The Roman period reached its climax with the appearance of a man whose teaching was to dominate medicine for the next 1200 years. Claudius Galen (ca. AD 129–200) regarded the body as the mere vehicle of the soul, a view which was warmly received by those of both Christian and Moslem faiths. Galen, in practice, followed the Hippocratic method and accepted the doctrine of the “humors.” His strength lay in his anatomical and physiological studies. The former had largely to be based on pigs and apes as the dissection of the human body had become illegal. It is said that his appointment as surgeon to the school of gladiators in Pergamon had given him an insight into the human anatomy. Thus by transferring his experimental discoveries to the human anatomy, he inevitably perpetuated many errors. Galen distinguished six pairs of intralaryngeal muscles and defined which ones opened and closed the larynx. Although he described three laryngeal cartilages (the thyroid, the cricoid, and the arytenoid), he assumed the arytenoid to be a single mass.

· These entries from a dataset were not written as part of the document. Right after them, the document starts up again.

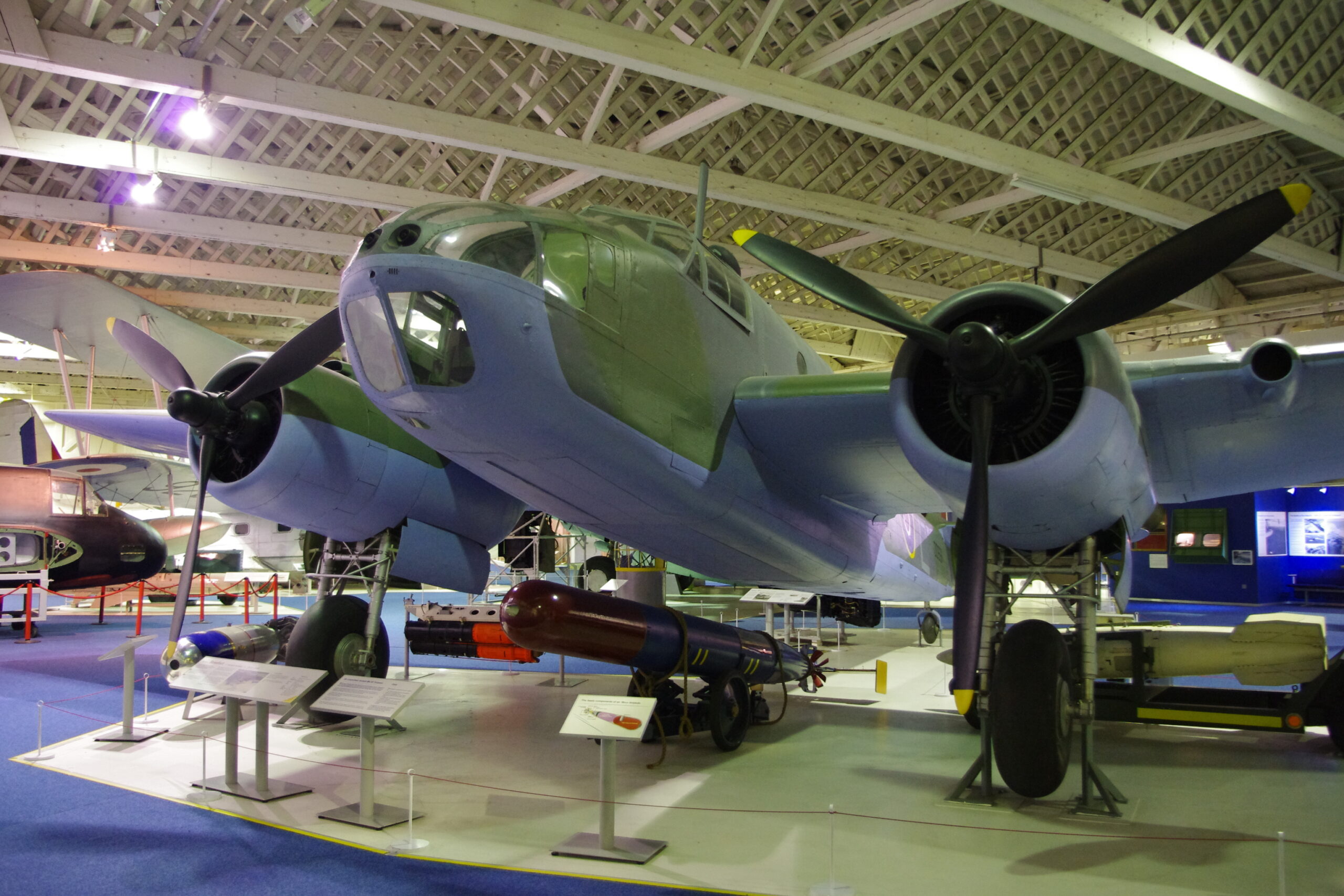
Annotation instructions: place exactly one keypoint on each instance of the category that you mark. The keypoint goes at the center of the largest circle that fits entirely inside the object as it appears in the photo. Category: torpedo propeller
(229, 418)
(984, 364)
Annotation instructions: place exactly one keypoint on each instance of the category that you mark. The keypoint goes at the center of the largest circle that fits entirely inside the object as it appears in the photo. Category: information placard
(777, 596)
(611, 718)
(361, 696)
(246, 680)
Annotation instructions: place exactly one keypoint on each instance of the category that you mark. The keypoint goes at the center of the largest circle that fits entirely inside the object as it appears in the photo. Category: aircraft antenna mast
(702, 191)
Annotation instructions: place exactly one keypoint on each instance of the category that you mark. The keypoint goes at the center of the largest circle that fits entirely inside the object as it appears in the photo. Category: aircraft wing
(832, 436)
(1213, 428)
(132, 479)
(148, 430)
(35, 303)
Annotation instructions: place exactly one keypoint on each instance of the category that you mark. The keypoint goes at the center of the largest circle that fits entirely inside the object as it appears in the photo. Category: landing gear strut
(1034, 687)
(340, 633)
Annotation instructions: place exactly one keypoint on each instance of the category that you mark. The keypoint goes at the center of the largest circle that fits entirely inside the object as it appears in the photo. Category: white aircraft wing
(33, 304)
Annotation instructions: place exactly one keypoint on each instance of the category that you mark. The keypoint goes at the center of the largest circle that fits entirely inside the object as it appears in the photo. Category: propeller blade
(188, 565)
(839, 285)
(151, 355)
(310, 349)
(1168, 269)
(972, 558)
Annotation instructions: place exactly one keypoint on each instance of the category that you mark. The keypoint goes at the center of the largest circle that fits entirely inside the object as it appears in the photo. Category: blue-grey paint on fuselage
(519, 426)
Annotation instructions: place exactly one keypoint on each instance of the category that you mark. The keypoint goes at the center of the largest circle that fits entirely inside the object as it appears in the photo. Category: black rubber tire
(930, 628)
(730, 711)
(605, 567)
(1031, 703)
(312, 645)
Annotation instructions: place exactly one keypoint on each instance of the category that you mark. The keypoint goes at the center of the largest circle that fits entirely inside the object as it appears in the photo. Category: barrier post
(140, 609)
(27, 624)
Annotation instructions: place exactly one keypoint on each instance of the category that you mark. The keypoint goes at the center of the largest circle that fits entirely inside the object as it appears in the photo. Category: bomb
(557, 618)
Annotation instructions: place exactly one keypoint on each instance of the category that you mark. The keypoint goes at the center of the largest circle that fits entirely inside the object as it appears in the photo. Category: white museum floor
(1195, 794)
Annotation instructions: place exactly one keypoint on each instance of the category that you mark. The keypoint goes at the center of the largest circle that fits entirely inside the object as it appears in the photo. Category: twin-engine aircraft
(613, 371)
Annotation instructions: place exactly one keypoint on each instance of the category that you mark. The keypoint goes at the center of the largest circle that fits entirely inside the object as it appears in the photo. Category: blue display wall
(1269, 579)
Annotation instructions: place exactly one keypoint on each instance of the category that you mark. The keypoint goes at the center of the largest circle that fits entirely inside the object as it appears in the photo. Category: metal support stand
(257, 786)
(368, 813)
(561, 681)
(1086, 628)
(130, 734)
(991, 626)
(605, 844)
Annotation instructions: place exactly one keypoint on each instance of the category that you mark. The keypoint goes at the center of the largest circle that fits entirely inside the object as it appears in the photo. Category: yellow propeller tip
(1297, 196)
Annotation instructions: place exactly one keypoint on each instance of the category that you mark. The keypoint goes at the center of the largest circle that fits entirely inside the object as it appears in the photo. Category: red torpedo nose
(555, 618)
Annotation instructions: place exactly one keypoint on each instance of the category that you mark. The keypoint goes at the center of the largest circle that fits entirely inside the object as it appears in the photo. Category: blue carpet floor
(65, 836)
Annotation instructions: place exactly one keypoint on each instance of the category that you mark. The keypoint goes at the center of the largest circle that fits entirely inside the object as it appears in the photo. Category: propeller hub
(980, 359)
(194, 407)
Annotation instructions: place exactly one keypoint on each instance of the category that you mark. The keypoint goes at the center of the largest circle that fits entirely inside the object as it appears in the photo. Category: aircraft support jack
(1107, 797)
(991, 628)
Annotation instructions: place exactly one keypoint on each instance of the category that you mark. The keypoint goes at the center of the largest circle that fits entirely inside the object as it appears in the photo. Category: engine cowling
(331, 462)
(1066, 455)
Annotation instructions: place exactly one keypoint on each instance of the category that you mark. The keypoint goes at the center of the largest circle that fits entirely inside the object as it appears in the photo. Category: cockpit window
(435, 336)
(505, 245)
(565, 258)
(374, 344)
(65, 496)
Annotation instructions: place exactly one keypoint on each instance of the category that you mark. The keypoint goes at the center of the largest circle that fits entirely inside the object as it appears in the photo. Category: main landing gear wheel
(930, 626)
(328, 636)
(598, 571)
(729, 711)
(1033, 708)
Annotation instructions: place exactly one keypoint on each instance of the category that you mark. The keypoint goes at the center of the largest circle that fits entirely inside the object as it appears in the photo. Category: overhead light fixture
(1047, 190)
(195, 123)
(143, 193)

Galen claimed to be the first to point out the ventricles of the larynx and reported the vocal folds as being of a membranous substance constituted so as to resist the impact of air and lubricated by mucus to prevent injury from vibrations of a dry surface. He taught that “the trachea-arteria prepares and prearranges the voice for the larynx … [The cartilages] increase it, and it is still further augmented by the vault of the throat, which acts like a sounding board” (De usu partium VII, 5).9 He demonstrated in pigs that section of the recurrent laryngeal nerve led to the loss of voice. Galen’s work was voluminous but many of his manuscripts, including those on the voice, were destroyed by fire. Galen did, however, cross-refer to these in other volumes.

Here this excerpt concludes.